Building Your Own CDN for Fun and Profit

zzzcpan · on Feb 14, 2018

Fast nameservers are not as important as author suggests. But either way one extra indirection for nameservers would allow you to choose nameserver records dynamically too. And with large enough TTLs and some traffic, clients won't have to go all the way to find out the closest nameserver, essentially providing clients with the fastest one from the cache. Since redundancy is built in into DNS any nameserver with large TTL going down won't be a problem. And unlike with anycast this is much more reliable and much cheaper, since you don't have to rely on one AS and network infrastructure as a single point of failure and you don't have to even build one either. You can use as many different hosting providers as needed.

janoszen · on Feb 14, 2018

(I'm the author.) This whole setup is built for a comparatively low traffic blog, so DNS caching won't help much. (On normal days I get ~100 visitors.) This is compounded by the TTL which is 60s to account for node failures.

The optimization level is in the sub 1 second range, so not having to pay one large RTT penalty for a DNS lookup is quite important. I've measured 300+ms RTT to Australia on the previous box I was using, that impacted the load times quite severely.

nathan_f77 · on Feb 14, 2018

That's a fun project. For production websites and blogs, I'm pretty happy with Netlify, CloudFlare, and CloudFront. But CloudFront charges $600 per month for custom SSL certificates [1], so you could save a lot of money by just spinning up ~10 servers in different AWS regions.

I noticed this line at the bottom of the page: "When it comes to picking a solution, I often choose the less traveled road". I don't agree with that at all, and it sounds a bit like NIH syndrome. It's always better to choose the most-traveled roads, especially in DevOps. If there's a problem, then you can join those communities and contribute to the projects.

[1] https://aws.amazon.com/cloudfront/custom-ssl-domains/

sciurus · on Feb 14, 2018

> But CloudFront charges $600 per month for custom SSL certificates

This is misleading. Cloudfront doesn't charge anything for putting your domains on an SSL cert that uses SNI. They only change you if you need a cert without SNI, which requires them to allocate a dedicated IP address to you.

I'm hosting my personal blog on S3 and cloudfront, with SSL, for less than a dollar a month.

Performance and capabilities are fine for me, too.
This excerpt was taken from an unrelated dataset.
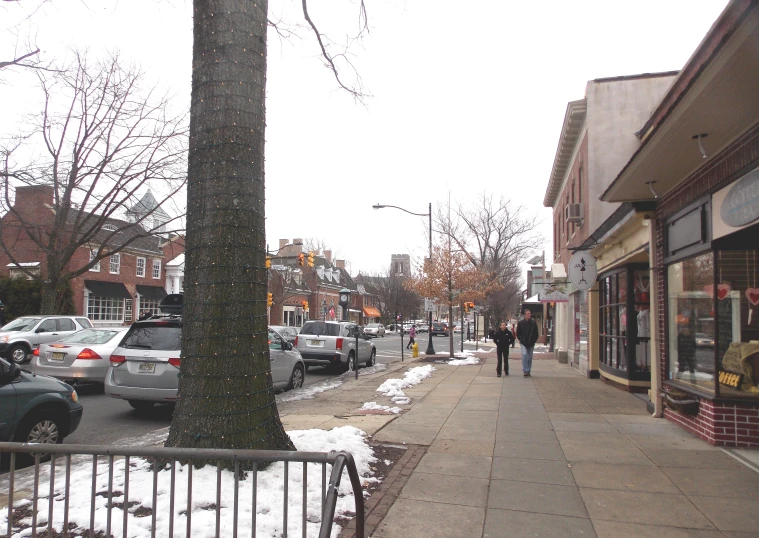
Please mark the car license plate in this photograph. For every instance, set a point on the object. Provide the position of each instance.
(146, 368)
I get 0.15 seconds to first byte from Chicago, vs 0.24 for the author's site.

https://www.webpagetest.org/result/180214_K2_28c2826a6422b01...

https://www.webpagetest.org/result/180214_QT_a91f7af3bf78e7b...

janoszen · on Feb 14, 2018

If you are fine with having slashes at the end of your URLs and you do not want to do anything too complicated like content negotiation for image types, S3 and CloudFront is fine. The moment you turn on Lambda@Edge, to do the magic, things get slow after a period of no traffic.

I plan on expanding on the featureset, so no S3 for me. :)

gunzel · on Feb 15, 2018

Did you consider using periodic calls to keep the Lambda@Edge functions "warm"? I've been playing with Zappa (https://www.zappa.io) for standard Lambda and it sets this up by default.

janoszen · on Feb 15, 2018

Yes, but it's kind of a whack-a-mole since their reuse times are not public AFAIK, so it would constantly need tuning as they develop the service.

janoszen · on Feb 14, 2018

"When it comes to picking a solution, I often choose the less traveled road"

I forgot to add that this applies only to R&D and hobby projects, for production setups I'm a bit more careful. :)

(I'm the author.)

nathan_f77 · on Feb 14, 2018

Ah, that makes sense!

janoszen · on Feb 14, 2018

Thank you for pointing that out, I've updated my bio to reflect that. Hopefully this way it's a little less ambiguous. :)

janoszen · on Feb 14, 2018

I think SNI is fine, all modern browsers seem to support it: https://caniuse.com/#search=sni

koolba · on Feb 14, 2018

If you can get by with only SNI connections then you don’t have to pay the $600 per month. The $600 is for a dedicated IP that will serve a single certificate.

lostcolony · on Feb 14, 2018

'It's always better to choose the most-traveled roads, especially in DevOps'

Maybe. I agree it's not as clearcut as always pick the less traveled road, but the difference between the two may include a competitive advantage that you'd be unwise to overlook. I mean, you're on HN; Paul Graham and Common Lisp back in the 90s is an excellent example.

manigandham · on Feb 14, 2018

That price is only for non-SNI browser and devices, which is probably less than 1% of devices/browsers now [1]. Otherwise Cloudfront supports free custom certificates and you can use Amazon's Certificate Manager to acquire and renew them automatically, also for free.

https://www.digicert.com/ssl-support/apache-secure-multiple-...

jgrahamc · on Feb 14, 2018

$600/month for a custom SSL certificate is totally ridiculous. Cloudflare Pro ($20/month) includes a certificate that works with non-SNI browsers.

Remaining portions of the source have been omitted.